I personally was able to ask questions about some of the ways the U.S. collaborates with Japan to develop further advances in public health. Fortunately, they established a public health department within the Japanese government that continuously communicates and works with the public health department of the United States, and including other countries. An example of one of their strongest works was during the peak of the COVID-19 pandemic, where they were able to work on various medications and research to help improve the health of everyone in the world. 

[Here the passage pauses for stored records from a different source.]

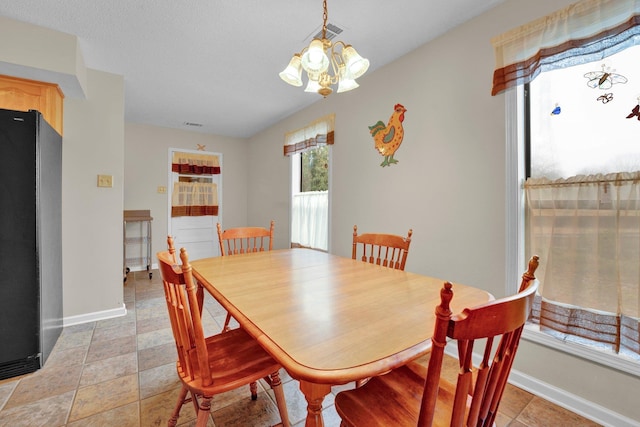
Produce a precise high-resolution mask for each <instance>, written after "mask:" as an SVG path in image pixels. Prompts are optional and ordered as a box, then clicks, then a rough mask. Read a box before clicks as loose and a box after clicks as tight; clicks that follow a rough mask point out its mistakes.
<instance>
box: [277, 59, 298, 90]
mask: <svg viewBox="0 0 640 427" xmlns="http://www.w3.org/2000/svg"><path fill="white" fill-rule="evenodd" d="M279 76H280V78H281V79H282V80H284V81H285V82H287V83H289V84H290V85H292V86H302V65H301V59H300V54H298V53H296V54H295V55H293V58H291V61H289V65H287V68H285V69H284V70H283V71H282V72H281V73H280V74H279Z"/></svg>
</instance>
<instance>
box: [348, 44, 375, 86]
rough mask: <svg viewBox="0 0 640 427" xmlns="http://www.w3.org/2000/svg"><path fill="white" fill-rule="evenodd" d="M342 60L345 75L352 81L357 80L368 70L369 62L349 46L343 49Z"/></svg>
mask: <svg viewBox="0 0 640 427" xmlns="http://www.w3.org/2000/svg"><path fill="white" fill-rule="evenodd" d="M342 58H343V59H344V62H345V64H346V66H347V73H348V74H349V75H351V78H353V79H357V78H358V77H360V76H361V75H363V74H364V73H366V72H367V70H368V69H369V60H368V59H365V58H363V57H361V56H360V55H359V54H358V52H356V50H355V49H354V48H353V46H351V45H347V46H346V47H345V48H344V50H343V51H342Z"/></svg>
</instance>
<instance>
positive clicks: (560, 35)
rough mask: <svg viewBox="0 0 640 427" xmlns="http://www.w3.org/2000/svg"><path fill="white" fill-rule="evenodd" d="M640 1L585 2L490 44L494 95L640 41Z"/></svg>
mask: <svg viewBox="0 0 640 427" xmlns="http://www.w3.org/2000/svg"><path fill="white" fill-rule="evenodd" d="M639 36H640V0H582V1H579V2H577V3H574V4H572V5H570V6H568V7H566V8H564V9H562V10H559V11H557V12H555V13H553V14H551V15H548V16H545V17H543V18H540V19H538V20H536V21H533V22H530V23H528V24H526V25H523V26H521V27H518V28H514V29H513V30H511V31H508V32H506V33H504V34H502V35H500V36H497V37H494V38H493V39H492V40H491V43H492V44H493V47H494V51H495V58H496V68H495V71H494V73H493V88H492V90H491V94H492V95H496V94H498V93H500V92H503V91H504V90H506V89H509V88H511V87H514V86H516V85H519V84H525V83H529V82H530V81H531V80H533V79H534V78H535V77H536V76H537V75H538V73H540V72H541V71H546V70H552V69H555V68H563V67H568V66H571V65H577V64H584V63H587V62H593V61H597V60H600V59H602V58H606V57H607V56H610V55H612V54H614V53H616V52H619V51H620V50H623V49H624V48H626V47H629V46H632V45H634V44H638V43H640V37H639Z"/></svg>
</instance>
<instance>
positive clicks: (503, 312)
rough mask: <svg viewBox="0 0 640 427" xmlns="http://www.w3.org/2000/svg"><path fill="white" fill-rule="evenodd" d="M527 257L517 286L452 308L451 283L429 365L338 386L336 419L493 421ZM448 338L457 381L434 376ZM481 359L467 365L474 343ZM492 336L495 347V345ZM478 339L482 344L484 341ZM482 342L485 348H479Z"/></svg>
mask: <svg viewBox="0 0 640 427" xmlns="http://www.w3.org/2000/svg"><path fill="white" fill-rule="evenodd" d="M537 266H538V257H533V258H532V259H531V261H530V262H529V269H528V270H527V272H526V273H525V274H524V275H523V278H522V285H521V287H520V292H519V293H518V294H516V295H513V296H510V297H506V298H502V299H499V300H495V301H491V302H489V303H486V304H483V305H480V306H478V307H474V308H471V309H469V308H467V309H465V310H464V311H462V313H459V314H457V315H452V313H451V310H450V309H449V303H450V301H451V299H452V297H453V291H452V289H451V288H452V286H451V283H449V282H446V283H445V284H444V286H443V288H442V290H441V292H440V298H441V303H440V305H439V306H437V307H436V324H435V328H434V334H433V338H432V344H433V345H432V349H431V356H430V358H429V365H428V368H425V367H424V366H423V365H420V364H418V363H416V362H411V363H409V364H407V365H405V366H402V367H400V368H398V369H395V370H393V371H391V372H390V373H388V374H386V375H381V376H379V377H374V378H372V379H371V380H370V381H369V382H367V383H366V384H365V385H363V386H362V387H360V388H356V389H354V390H349V391H343V392H340V393H338V395H337V396H336V399H335V407H336V410H337V412H338V414H339V415H340V417H341V418H342V423H341V426H367V427H369V426H392V425H393V426H420V427H424V426H463V425H464V426H474V427H475V426H491V425H495V417H496V415H497V412H498V405H499V404H500V399H501V398H502V393H503V391H504V388H505V386H506V383H507V378H508V376H509V372H510V371H511V366H512V364H513V359H514V357H515V355H516V351H517V349H518V343H519V341H520V335H521V334H522V329H523V327H524V324H525V322H526V320H527V317H528V316H529V313H530V311H531V307H532V305H533V299H534V296H535V293H536V290H537V289H538V281H537V280H536V278H535V276H534V273H535V270H536V268H537ZM447 337H448V338H450V339H452V340H455V341H456V343H457V346H458V360H459V364H460V370H459V373H458V379H457V384H452V383H450V382H448V381H446V380H444V379H443V378H441V377H440V371H441V368H442V359H443V356H444V349H445V346H446V345H447ZM476 342H477V347H476V348H478V350H479V351H482V362H481V363H480V364H479V366H478V368H477V369H474V367H473V366H472V356H473V348H474V344H476ZM494 343H497V346H494ZM483 345H484V347H483ZM483 349H484V350H483Z"/></svg>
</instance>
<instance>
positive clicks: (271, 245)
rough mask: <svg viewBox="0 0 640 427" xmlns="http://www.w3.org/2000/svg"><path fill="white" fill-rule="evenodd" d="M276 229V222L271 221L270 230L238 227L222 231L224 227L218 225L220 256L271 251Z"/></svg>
mask: <svg viewBox="0 0 640 427" xmlns="http://www.w3.org/2000/svg"><path fill="white" fill-rule="evenodd" d="M274 227H275V221H273V220H271V226H270V228H269V229H268V230H267V229H266V228H264V227H237V228H229V229H227V230H224V231H222V227H221V226H220V223H218V242H219V243H220V255H222V256H225V255H236V254H244V253H249V252H263V251H265V250H269V251H270V250H271V249H272V248H273V229H274ZM265 240H268V242H265ZM267 243H268V246H267Z"/></svg>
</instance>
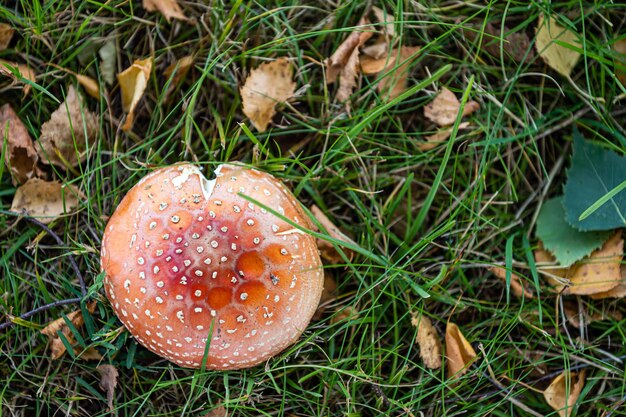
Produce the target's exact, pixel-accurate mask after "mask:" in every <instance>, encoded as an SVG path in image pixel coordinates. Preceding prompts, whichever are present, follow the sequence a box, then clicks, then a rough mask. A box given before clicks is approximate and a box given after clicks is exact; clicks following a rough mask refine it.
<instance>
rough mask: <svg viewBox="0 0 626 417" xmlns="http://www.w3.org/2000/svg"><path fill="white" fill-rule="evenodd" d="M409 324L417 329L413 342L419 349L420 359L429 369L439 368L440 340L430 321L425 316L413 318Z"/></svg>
mask: <svg viewBox="0 0 626 417" xmlns="http://www.w3.org/2000/svg"><path fill="white" fill-rule="evenodd" d="M411 324H412V325H413V326H415V327H417V336H416V338H415V341H416V342H417V344H418V346H419V347H420V358H422V361H424V366H426V367H427V368H429V369H439V368H441V338H440V337H439V334H438V333H437V330H436V329H435V326H433V323H432V321H431V320H430V319H429V318H428V317H427V316H426V315H425V314H421V315H419V316H413V317H412V318H411Z"/></svg>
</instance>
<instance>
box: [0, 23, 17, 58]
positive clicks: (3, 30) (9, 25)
mask: <svg viewBox="0 0 626 417" xmlns="http://www.w3.org/2000/svg"><path fill="white" fill-rule="evenodd" d="M13 33H15V29H13V28H12V27H11V25H8V24H6V23H0V51H4V50H5V49H7V48H8V46H9V43H11V39H12V38H13Z"/></svg>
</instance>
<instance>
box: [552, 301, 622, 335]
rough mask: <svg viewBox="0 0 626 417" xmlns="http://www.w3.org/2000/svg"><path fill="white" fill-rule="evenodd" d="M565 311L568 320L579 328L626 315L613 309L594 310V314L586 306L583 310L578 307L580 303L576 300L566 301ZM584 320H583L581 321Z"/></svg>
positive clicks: (617, 310)
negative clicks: (581, 321) (600, 321)
mask: <svg viewBox="0 0 626 417" xmlns="http://www.w3.org/2000/svg"><path fill="white" fill-rule="evenodd" d="M563 312H564V313H565V318H566V319H567V321H568V322H569V323H570V324H571V325H572V326H574V327H576V328H577V329H579V328H581V327H584V326H586V325H588V324H591V323H593V322H596V321H603V320H616V321H619V320H622V319H623V318H624V316H623V315H622V313H620V312H619V310H613V311H606V312H605V311H602V312H600V311H594V312H593V313H592V314H589V313H588V312H587V310H586V309H585V308H583V309H582V311H580V310H579V308H578V303H576V302H574V301H565V302H563ZM581 320H582V322H581Z"/></svg>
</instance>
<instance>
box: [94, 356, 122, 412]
mask: <svg viewBox="0 0 626 417" xmlns="http://www.w3.org/2000/svg"><path fill="white" fill-rule="evenodd" d="M96 369H97V370H98V372H99V373H100V387H101V388H102V389H103V390H104V392H106V394H107V404H108V406H109V411H111V412H112V411H113V410H114V407H113V400H114V398H115V387H117V377H118V375H119V373H118V371H117V368H116V367H115V366H113V365H100V366H98V367H97V368H96Z"/></svg>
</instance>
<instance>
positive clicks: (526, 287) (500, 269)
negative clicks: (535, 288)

Though there is so much that I want to share, I believe that I should leave it as a surprise for those who want to travel and discover if given the opportunity to do so. As someone who has only traveled a few times in my life, I for certain want to continue exploring the world, and so should you! There is so much culture out there for us to learn more about. Don’t be afraid to travel as you never know what you might see. 


Tips for first time travelers and future travels:Maca-Team-Menopause-Maca-Best-Selection

  • Start small by traveling within the country first! There are plenty of great sight-seeing areas in all the states.

  • Research different country's cultures to see what you might find interesting.

  • Buy plane tickets LONG before the travel date. Tickets can get quite expensive the closer you are to the flight day!

  • Check your bank if you can get great travel mileage points through purchases in every day life. These points can help reduce plane ticket prices immensely.

  • Ask other travelers on what great places there are to visit and are worth while.

  • Get out your comfort zone and experience what different cultures have to offer compared to how you usually live at home.

Though traveling can get expensive, there are plenty of options to experience what its like to travel outside from your home. From the different cities to the different countries, there are amazing things to see all around the world to not just widen your experience, but to see what history has to offer. Who knows, maybe you will find a new adventure just around the corner.


Be happy, be healthy, and safe travels!